The ACOG Issues New Breast Cancer Screening Guidelines

hand holding breast cancer ribbon( — Women in their 40s should get the chance to have annual mammogram, according to new guidelines recently issued by the American College of Obstetricians and Gynecologists (ACOG).

The new recommendation from ACOG, which represents practicing obstetricians and gynecologists who advise patients, contradicts guidelines issued two years ago by the U.S. Preventive Services Task Force, a government panel of experts which advised women start screenings every two years at age 50.

ACOG’s guidelines further fuels the debate over when women should get mammograms. But its recommendation echoes those of other major health organizations, including the American Cancer Society and the National Comprehensive Cancer Network.

“We believe it is our job to help women make the best health decision for themselves,” says Jennifer Griffin, M.D. of the University of Nebraska Medical Center in Omaha and one of ACOG’s authors of the new recommendations told Reuters.

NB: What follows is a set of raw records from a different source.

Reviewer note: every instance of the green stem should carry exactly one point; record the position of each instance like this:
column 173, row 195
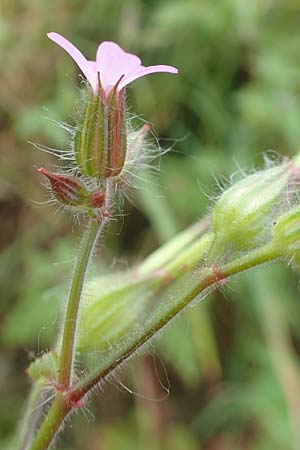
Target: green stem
column 30, row 417
column 51, row 424
column 60, row 407
column 209, row 279
column 71, row 318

“We believe that many women will choose to have a screening mammogram every year, (and) of course there are women that will choose not to,” she says.

ACOG’s guidelines are for women with an average risk for breast cancer – not those with family history of the disease.

“As with any screening test, there are cancers that are missed by screening,” Griffin says. “Women should be aware that if something changes in their breast, even if they’ve had a normal screening mammogram, they should let their doctors know.”

In 2009, the USPS task force advised women to start regular mammograms at age 50 instead of 40 and get them less frequently – every two years instead of annually. The goal was to reduce overtreatment for slow-growing cancers that pose little threat, and to reduce the number of false alarms on mammograms, which often occurred with additional testing.